A fenomenologia na erupção de uma crise existencial:
"Não sou nada, mas através de mim as coisas e os cenários do mundo se conhecem. Não sou nada, mas a minha irmandade com as coisas faz com que um circuito de significados manifeste o universo através de mim. Ah, as coisas, que inumanas são as coisas, mas quando penso sobre elas é como se tudo fosse uma extensão das sinapses entre os meus sentidos."
Numa tarde nauseante, eu encontro-me com o coração constipado por uma elegia que desmaia lentamente no mais fundo de mim.
As minhas artérias se asfixiam com o calor vespertino, e todos os meus sentimentos inflamam.
Sou um vulcão entranhado no solo.
Minh 'alma é de um marfim escarlate e mancha o céu toda vez que sangra.
Sou congestionada por memórias, lavas, pessoas e palavras que só querem explodir. Dentro de mim tudo ganha proporções imensuráveis; tudo aquece e dilata até que eu não suporte.
Exaspero-me ao ter que respirar e me alimentar por todas as formas sensíveis que me habitam - Eis que estas mesmas formas convulsionam nas tessituras da minha sanidade -
Por acaso, já sentiu o tremor agitado das várias vozes em teu ser? Já pressagiou a erupção da alma ao ser inspirado pelo ar que ronda a terra interna em que habitas?
Sinto um colapso derreter a minha essência. Sinto uma implosão inchar os meus miolos. Terei que externar o meu grito na natureza - Vomitar as queimaduras tensionadas no miocárdio.

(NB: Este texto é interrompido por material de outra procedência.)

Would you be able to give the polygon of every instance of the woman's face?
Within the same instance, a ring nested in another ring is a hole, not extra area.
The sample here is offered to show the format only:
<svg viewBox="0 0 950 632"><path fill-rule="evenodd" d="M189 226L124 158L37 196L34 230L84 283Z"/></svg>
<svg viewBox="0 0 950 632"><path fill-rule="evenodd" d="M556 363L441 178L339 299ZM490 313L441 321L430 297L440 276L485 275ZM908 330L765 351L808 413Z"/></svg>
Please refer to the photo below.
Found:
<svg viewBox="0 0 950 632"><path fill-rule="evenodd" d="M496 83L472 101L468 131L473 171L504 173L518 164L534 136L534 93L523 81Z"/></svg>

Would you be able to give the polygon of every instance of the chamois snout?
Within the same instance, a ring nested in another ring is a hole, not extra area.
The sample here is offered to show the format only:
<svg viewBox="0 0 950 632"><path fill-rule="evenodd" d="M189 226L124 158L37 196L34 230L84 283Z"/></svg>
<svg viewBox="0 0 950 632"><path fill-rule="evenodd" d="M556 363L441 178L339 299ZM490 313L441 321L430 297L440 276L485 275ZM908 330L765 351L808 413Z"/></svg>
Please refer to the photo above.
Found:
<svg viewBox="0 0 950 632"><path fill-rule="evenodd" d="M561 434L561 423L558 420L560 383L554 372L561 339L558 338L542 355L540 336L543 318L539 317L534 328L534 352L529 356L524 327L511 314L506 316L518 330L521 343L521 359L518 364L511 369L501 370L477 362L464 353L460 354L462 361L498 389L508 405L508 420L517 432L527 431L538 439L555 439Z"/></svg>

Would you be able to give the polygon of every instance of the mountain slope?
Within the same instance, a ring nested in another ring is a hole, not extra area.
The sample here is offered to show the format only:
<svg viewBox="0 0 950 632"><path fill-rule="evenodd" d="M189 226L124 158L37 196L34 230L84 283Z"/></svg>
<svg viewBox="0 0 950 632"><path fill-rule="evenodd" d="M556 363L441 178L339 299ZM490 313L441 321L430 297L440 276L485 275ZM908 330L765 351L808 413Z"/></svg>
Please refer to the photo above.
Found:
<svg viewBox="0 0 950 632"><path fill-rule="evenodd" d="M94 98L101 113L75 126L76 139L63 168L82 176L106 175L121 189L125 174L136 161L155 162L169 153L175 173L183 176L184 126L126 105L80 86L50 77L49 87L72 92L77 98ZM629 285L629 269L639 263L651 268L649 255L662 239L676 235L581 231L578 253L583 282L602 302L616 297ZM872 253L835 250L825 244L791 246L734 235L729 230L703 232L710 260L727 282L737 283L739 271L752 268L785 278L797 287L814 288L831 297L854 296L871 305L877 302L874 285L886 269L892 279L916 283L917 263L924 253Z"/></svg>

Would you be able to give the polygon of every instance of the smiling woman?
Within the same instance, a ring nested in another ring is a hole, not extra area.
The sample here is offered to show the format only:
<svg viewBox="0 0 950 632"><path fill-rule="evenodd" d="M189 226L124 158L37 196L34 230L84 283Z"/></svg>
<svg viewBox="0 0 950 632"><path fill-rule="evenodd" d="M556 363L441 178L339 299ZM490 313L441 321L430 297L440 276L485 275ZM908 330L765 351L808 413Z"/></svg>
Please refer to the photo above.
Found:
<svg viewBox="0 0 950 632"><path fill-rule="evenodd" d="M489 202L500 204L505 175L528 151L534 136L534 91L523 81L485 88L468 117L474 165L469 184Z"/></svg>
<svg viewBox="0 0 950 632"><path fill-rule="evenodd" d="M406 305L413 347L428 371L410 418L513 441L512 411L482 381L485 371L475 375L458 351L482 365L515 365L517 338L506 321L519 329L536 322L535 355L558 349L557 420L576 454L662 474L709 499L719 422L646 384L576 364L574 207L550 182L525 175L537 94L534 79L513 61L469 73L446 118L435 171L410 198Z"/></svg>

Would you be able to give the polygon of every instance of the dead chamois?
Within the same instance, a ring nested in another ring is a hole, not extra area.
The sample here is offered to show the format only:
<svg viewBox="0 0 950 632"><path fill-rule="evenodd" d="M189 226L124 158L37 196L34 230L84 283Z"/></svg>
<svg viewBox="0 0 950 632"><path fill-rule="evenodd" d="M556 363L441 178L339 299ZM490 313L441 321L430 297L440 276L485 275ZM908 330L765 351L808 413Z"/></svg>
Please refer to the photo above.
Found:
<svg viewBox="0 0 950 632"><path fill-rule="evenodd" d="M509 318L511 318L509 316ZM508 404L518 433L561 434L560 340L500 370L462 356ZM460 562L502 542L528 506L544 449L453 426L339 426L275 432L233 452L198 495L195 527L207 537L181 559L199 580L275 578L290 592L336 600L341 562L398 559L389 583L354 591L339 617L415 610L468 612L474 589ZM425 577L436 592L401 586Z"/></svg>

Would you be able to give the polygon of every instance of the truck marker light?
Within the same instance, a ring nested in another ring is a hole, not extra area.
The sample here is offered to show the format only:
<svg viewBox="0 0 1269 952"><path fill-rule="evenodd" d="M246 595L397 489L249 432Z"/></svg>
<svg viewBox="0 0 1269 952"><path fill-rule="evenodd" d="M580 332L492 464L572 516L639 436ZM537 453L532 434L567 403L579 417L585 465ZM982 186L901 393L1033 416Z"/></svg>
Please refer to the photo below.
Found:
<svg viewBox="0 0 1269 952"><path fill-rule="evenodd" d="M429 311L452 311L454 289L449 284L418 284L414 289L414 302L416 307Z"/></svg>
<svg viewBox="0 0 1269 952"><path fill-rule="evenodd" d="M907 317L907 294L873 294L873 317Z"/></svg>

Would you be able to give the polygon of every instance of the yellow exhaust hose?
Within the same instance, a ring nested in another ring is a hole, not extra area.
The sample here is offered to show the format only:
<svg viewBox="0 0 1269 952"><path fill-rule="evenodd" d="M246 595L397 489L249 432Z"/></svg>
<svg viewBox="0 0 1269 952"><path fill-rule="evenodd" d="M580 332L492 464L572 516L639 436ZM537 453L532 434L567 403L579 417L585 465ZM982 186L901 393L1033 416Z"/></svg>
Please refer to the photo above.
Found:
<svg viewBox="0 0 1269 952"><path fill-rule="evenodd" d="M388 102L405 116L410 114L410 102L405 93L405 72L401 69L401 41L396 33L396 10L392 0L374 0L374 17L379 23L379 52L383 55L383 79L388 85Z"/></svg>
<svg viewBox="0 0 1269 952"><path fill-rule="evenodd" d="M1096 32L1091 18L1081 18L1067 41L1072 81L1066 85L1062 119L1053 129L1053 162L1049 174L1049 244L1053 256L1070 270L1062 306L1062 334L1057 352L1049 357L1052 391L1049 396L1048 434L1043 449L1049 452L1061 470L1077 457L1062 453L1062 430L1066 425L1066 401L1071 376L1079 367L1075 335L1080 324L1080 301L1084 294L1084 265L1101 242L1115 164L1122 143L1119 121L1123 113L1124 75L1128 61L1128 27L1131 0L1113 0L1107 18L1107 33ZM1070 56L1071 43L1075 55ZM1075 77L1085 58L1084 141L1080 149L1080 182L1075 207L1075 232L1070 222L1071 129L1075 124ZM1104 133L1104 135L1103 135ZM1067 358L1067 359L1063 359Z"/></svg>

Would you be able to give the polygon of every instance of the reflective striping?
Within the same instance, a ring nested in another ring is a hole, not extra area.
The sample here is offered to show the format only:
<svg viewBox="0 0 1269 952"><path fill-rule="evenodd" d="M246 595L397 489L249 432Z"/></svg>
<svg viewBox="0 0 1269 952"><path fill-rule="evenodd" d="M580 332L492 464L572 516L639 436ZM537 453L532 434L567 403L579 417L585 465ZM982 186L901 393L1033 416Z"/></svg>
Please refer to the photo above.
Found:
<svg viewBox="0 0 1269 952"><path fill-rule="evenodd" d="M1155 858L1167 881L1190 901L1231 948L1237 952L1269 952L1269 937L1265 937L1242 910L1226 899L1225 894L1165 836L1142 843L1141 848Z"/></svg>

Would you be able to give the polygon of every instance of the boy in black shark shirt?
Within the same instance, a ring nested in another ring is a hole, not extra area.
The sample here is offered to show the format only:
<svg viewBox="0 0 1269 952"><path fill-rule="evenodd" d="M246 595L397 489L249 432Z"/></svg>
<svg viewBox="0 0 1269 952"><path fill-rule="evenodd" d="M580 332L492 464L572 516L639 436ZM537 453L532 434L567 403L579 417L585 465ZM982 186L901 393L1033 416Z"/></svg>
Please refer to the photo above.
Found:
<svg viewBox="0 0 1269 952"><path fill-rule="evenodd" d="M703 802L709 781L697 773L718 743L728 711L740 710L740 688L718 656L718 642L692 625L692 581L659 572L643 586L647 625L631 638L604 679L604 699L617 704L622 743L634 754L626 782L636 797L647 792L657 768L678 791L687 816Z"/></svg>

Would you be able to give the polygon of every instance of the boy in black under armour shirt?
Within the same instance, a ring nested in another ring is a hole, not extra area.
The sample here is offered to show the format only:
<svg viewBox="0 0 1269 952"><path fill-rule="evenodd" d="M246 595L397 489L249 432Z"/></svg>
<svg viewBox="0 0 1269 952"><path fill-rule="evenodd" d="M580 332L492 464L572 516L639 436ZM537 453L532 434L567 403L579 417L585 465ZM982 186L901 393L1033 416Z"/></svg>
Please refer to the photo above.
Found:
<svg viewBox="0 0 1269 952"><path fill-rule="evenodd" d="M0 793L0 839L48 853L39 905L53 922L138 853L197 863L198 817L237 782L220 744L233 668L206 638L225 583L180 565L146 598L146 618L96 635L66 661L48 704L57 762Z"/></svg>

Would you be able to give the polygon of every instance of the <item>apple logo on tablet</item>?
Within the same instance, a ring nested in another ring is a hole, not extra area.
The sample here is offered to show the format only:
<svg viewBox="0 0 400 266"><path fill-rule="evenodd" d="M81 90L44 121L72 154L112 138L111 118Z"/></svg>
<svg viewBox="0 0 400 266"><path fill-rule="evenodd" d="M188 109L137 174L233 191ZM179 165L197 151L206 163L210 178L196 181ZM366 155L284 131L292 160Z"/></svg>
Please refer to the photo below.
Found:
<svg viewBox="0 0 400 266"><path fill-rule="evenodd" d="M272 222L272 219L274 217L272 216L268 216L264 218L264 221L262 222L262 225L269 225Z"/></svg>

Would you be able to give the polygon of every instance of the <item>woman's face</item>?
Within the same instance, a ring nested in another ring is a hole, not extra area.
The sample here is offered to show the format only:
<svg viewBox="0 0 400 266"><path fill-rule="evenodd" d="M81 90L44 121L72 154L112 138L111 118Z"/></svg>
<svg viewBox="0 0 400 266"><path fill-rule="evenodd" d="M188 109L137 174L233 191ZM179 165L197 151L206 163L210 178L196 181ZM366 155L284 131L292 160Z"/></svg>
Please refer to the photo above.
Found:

Sou minha morada febril, atirem-me almas para que eu as cuspa na atmosfera e aumente a temperatura da vida em meu lirismo doentio.
Estou prestes a mostrar-te minhas cinzas vulcânicas. Prestes a pulsar as batidas do coração da natureza - para que, então, ele delate os sons que reprimi nas chamas do tempo.
A febre crepita o corpo e inflama os sentidos até que eu perca a noção das formas prévias.
A erupção mostra-me nua, e o despertar da noite expõe as minhas verdadeiras cores - O chamuscar e as trevas. O inferno de Dante.
As profundezas escuras de ser.
As experiências que acumulei crepitam em um ávido formigamento, sinto-as sacudirem-me a cada estimulo, sinto-as circularem em meu sangue: eviscero-as e vomito-as.
Sou um vulcão contorcido por aromas carregados de enxofre, e a humanidade oculta desperta os movimentos que me entopem.
A totalidade de mim exige se eruptir num impulso interior de autorrealização, de nada adianta suprimi-la, deixe-a vazar-me.
Ah, as coisas. As coisas florescem na minha consciência e se colocam para fora toda vez que eu as toco.
Eu me reergo atrás do horizonte;
e tudo se reergue atrás de mim.
Fique esta noite e todas as outras, e
também um novo você se reerguerá atrás de ti sob a aurora.